Every so often I get asked if I prefer dishrags or sponges for washing dishes, particularly on a boat where everything gets washed by hand. Well, my answer is simple: both!
Admittedly, both have their drawbacks. Dishrags, even more than sponges, can quickly smell sour. And sponges — particularly those with one side a pan scrubber — just seem to get “gunky” with little leftover food particles.
Nonetheless, I use them both and have developed a few techniques for avoiding the worst problems.
- Have plenty of dishrags so that you can change them often — see my article on using fewer paper towels for a few tips on buying bar rags. I keep a couple out all the time — one as a clean-up rag, and one as the dish rag.
- In Mexico, we often found scrubby sponges with an antibacterial or antimicrobial treatment. They were great for not getting smelly from food bits.
- I use a rubber scraper to get the bulk of food out of pans and off plates before washing them.
- Use rags, not scrubby sponges, for wiping out bowls where you’ve kneaded bread. The dry flour will instantly plug up a sponge and is virtually impossible to get out.
- Dry flour on the counter is best scraped up with a spatula and thrown away — then wipe up the trace that remains. Trying to wipe it all up with a damp rag or sponge creates a real mess on either.

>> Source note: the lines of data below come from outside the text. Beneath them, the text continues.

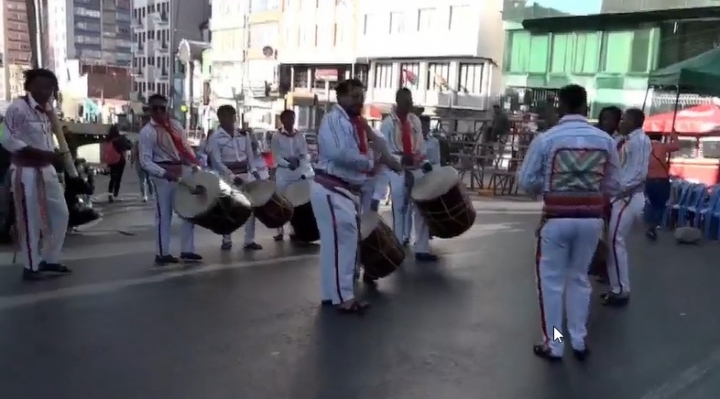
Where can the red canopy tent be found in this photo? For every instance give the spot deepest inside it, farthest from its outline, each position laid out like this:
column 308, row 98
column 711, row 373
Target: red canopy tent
column 700, row 119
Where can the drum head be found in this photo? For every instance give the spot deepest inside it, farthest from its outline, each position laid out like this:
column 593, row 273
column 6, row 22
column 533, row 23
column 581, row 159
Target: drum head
column 435, row 183
column 298, row 193
column 259, row 192
column 188, row 205
column 368, row 223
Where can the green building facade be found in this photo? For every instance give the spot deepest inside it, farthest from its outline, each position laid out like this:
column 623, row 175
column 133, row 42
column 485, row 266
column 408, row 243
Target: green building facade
column 610, row 54
column 612, row 65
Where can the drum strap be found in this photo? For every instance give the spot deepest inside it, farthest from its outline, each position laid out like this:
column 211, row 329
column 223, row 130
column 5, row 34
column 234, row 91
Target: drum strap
column 338, row 186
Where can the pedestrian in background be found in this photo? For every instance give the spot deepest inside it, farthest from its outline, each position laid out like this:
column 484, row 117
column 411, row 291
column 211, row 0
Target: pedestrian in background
column 146, row 185
column 657, row 185
column 114, row 151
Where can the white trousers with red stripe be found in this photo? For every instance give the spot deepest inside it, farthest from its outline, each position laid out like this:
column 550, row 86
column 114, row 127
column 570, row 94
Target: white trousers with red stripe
column 624, row 214
column 164, row 197
column 250, row 224
column 403, row 215
column 28, row 215
column 337, row 217
column 565, row 250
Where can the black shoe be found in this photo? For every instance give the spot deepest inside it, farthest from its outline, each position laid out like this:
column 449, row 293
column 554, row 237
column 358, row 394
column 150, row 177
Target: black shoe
column 33, row 275
column 190, row 257
column 615, row 300
column 581, row 354
column 651, row 234
column 253, row 246
column 53, row 268
column 426, row 257
column 369, row 281
column 162, row 260
column 543, row 351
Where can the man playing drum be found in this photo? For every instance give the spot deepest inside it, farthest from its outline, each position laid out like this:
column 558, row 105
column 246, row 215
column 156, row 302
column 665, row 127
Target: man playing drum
column 635, row 148
column 575, row 167
column 165, row 155
column 344, row 161
column 403, row 133
column 232, row 156
column 290, row 152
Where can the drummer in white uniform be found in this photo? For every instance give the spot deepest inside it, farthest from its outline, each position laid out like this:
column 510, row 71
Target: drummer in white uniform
column 290, row 152
column 165, row 155
column 231, row 155
column 403, row 133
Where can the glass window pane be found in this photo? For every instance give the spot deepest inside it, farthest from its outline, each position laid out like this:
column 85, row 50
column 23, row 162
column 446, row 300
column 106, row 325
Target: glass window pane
column 618, row 51
column 559, row 52
column 640, row 51
column 519, row 51
column 591, row 54
column 539, row 46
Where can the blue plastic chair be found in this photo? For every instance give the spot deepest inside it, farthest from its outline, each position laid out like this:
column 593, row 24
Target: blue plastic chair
column 696, row 193
column 705, row 206
column 681, row 202
column 711, row 219
column 677, row 190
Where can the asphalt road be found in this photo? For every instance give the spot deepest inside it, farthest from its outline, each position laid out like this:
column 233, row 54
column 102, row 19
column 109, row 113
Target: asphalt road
column 250, row 326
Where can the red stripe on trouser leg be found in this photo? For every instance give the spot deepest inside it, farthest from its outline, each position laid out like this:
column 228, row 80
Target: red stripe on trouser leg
column 159, row 224
column 614, row 241
column 336, row 260
column 543, row 322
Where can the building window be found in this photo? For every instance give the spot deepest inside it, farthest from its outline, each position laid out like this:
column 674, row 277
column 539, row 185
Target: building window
column 460, row 18
column 471, row 78
column 561, row 53
column 397, row 22
column 437, row 77
column 383, row 77
column 409, row 75
column 617, row 52
column 426, row 19
column 264, row 5
column 262, row 35
column 587, row 53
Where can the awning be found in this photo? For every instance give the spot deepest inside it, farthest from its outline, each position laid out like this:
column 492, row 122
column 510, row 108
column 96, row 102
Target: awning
column 700, row 119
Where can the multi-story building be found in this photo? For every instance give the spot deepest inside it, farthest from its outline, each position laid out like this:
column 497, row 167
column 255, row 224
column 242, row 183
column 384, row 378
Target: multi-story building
column 609, row 47
column 95, row 32
column 158, row 27
column 14, row 48
column 229, row 44
column 447, row 52
column 319, row 48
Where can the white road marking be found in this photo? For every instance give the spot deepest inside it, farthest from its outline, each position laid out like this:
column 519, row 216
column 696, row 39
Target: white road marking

- I do the majority of my dish washing with a rag, as they are easier to rinse stuff out of.
- I save my scrubby sponge for stuck on food that doesn’t come off with the rag. Steel wool and “Brillo” type scrubbers don’t work well on a boat in a salt water environment, rusting quickly just from the salt in the air.
- The biggest key to keeping a sponge from being “gross” is just not to get paste-like stuff on it in the first place (flour, batters, tomato sauce and the like). I never found a good way to get it out once it was there.
- I never found any real advantage to other types of “scrubbers” as they seemed just as prone to getting food particles stuck in them as the sponges did.
- I tried using several different types of brushes (dish brushes, nail brushes and so on) and the only thing I found consistently helpful was a bottle brush for cleaning out the Thermos.
- See my article on avoiding sour smelling dishrags for more tips on getting rid of the nasty smells in both rags and sponges.
When it comes to drying dishes, all the food safety experts seem to agree: air drying is best. I like this as it’s not only less work, but makes for fewer cloths that I’m trying to get dry!